Preparedness Corner
March 2002
By Paul Vircsik

Hi Neighbors,

Sorry, no fire stuff this month.  However, I do have a couple of items to pass along.  Anybody who has recently renewed his or her driver’s license might have noticed the change in the recommended hand placement on the steering wheel.  The new thinking is 3 and 9 o’clock on the wheel.  Why the change from the old 10 and 2 and who cares? I asked someone and this is what I was told.  One of the reasons and the best one I can come up with are air bags.  If you hit or are hit in the front of your car causing a rapid deceleration of forward movement, or while stationary and struck from the front, a sensor detects this and BAM, out comes the big pillow at over 200 miles per hour to gently slow your head and upper torso from becoming part of the car.  Then the bag deflates (almost as instantly as it inflated) and voila, hopefully no injuries.  Now if one of your hands was near the twelve o’clock position, which is one of my favorites due to comfort, imagine the same scenario.  Impact, sensor detection, air bag starting to deploy pushing your hand and arm in front of it with incredible speed, and BAM, this time you win the boxing match.  You have just knocked yourself out with your own hand.  As stupid as it sounds, I have seen it happen and the bloody face isn’t very pretty.  I think of this often as I drive trusting that I am at 3 and 9 just before impact.

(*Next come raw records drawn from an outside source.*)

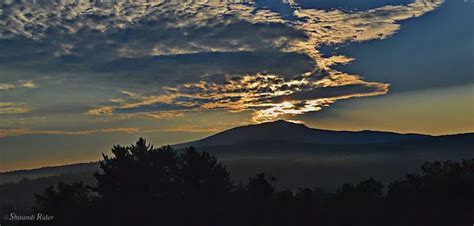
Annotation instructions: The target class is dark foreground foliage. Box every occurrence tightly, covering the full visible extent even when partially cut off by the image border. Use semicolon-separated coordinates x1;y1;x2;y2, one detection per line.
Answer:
18;138;474;226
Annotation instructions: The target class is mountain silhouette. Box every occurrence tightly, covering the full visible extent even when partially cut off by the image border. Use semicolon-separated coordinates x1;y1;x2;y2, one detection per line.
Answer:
2;121;472;184
174;120;473;155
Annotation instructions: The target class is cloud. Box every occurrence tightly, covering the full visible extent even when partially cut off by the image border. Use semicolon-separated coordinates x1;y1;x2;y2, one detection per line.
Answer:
0;127;140;138
0;0;443;122
0;102;31;114
0;0;442;62
19;80;38;88
87;72;388;122
0;125;218;138
286;0;444;71
0;0;294;59
0;81;37;115
0;80;38;90
0;83;15;90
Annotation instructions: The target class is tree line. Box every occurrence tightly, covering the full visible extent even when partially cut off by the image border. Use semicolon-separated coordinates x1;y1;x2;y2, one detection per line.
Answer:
18;138;474;226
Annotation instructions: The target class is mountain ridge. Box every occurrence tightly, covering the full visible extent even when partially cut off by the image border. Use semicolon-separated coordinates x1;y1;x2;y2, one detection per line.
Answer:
174;120;439;148
2;120;472;176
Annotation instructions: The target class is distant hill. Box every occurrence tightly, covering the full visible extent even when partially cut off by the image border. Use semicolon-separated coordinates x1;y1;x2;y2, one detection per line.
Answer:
0;162;99;184
0;171;96;214
174;120;474;156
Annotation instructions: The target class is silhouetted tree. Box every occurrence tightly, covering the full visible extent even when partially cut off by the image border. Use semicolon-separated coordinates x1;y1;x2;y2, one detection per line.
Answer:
92;138;178;225
94;139;179;200
27;138;474;226
293;187;328;226
92;138;233;226
178;147;232;195
386;159;474;226
244;173;277;226
31;182;93;226
176;147;233;226
325;178;384;226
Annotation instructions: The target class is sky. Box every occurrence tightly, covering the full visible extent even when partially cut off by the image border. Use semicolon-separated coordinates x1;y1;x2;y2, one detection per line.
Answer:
0;0;473;171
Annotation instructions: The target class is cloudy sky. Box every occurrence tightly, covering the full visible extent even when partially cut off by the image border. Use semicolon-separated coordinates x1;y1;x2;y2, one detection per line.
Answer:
0;0;473;171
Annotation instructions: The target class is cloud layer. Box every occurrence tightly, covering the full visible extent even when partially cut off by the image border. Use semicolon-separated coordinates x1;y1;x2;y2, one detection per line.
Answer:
0;0;444;122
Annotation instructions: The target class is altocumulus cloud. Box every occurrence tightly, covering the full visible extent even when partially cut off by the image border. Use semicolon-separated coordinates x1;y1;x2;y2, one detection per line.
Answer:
0;0;443;122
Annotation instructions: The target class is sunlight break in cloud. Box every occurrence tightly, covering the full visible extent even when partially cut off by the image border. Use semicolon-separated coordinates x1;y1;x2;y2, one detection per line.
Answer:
87;72;389;122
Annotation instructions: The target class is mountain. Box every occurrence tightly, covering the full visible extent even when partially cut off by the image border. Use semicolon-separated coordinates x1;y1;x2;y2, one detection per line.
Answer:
2;121;473;184
175;120;427;147
1;121;472;199
174;120;473;155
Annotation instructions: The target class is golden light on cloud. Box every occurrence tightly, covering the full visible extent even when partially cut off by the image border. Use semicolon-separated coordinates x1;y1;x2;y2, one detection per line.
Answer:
0;102;31;114
86;72;389;123
251;101;321;123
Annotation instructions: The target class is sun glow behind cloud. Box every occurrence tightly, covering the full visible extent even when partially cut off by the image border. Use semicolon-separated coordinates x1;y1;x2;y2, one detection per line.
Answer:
86;72;390;122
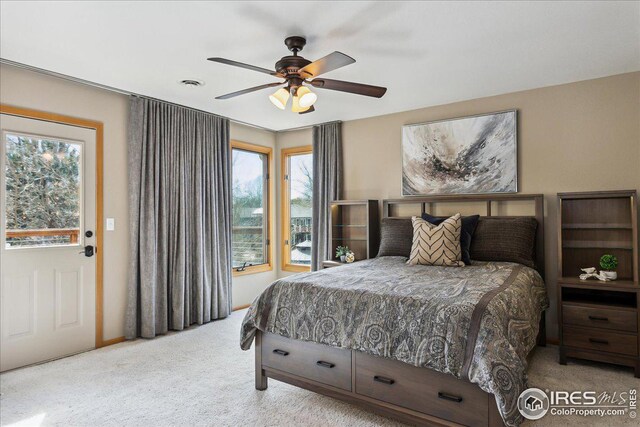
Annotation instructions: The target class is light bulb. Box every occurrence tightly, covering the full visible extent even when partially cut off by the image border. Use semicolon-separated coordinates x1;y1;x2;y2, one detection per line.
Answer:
268;88;289;110
297;86;317;108
291;95;310;113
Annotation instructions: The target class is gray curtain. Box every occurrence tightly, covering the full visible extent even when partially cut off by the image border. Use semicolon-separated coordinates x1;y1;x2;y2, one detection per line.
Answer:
311;122;343;271
125;96;232;339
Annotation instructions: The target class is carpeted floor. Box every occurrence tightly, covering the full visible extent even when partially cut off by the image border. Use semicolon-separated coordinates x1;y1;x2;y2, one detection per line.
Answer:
0;309;637;427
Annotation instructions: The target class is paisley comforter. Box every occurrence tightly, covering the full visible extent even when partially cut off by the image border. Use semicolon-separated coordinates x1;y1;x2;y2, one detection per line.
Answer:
240;257;548;426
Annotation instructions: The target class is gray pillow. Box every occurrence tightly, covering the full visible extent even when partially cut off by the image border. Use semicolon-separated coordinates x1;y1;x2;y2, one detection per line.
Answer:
377;217;413;258
469;217;538;268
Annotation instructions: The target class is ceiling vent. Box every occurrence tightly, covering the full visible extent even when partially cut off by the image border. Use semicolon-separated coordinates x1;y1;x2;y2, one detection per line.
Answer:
179;79;205;87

One more.  A friend from work recently returned from his property in Oregon.  While there, he did some earthwork with his tractor.  Then he drove the tractor to a friend's to hose off the mud from the tires that was slowing progress.  When he returned and went back to work he instantly became stuck.  Down into the mud, up to the axles.  Any ideas?  Well when he left the site he took the tractor out of 4 wheel drive and unlocked the anti slip rear end.  Then he forgot to engage it before going back to work.  After two hours of digging and preparing, out came the tractor under its own power.  Remember this story while driving around this spring.  When you return from town and cross the bridge put your vehicle in the right mode to get back to your property.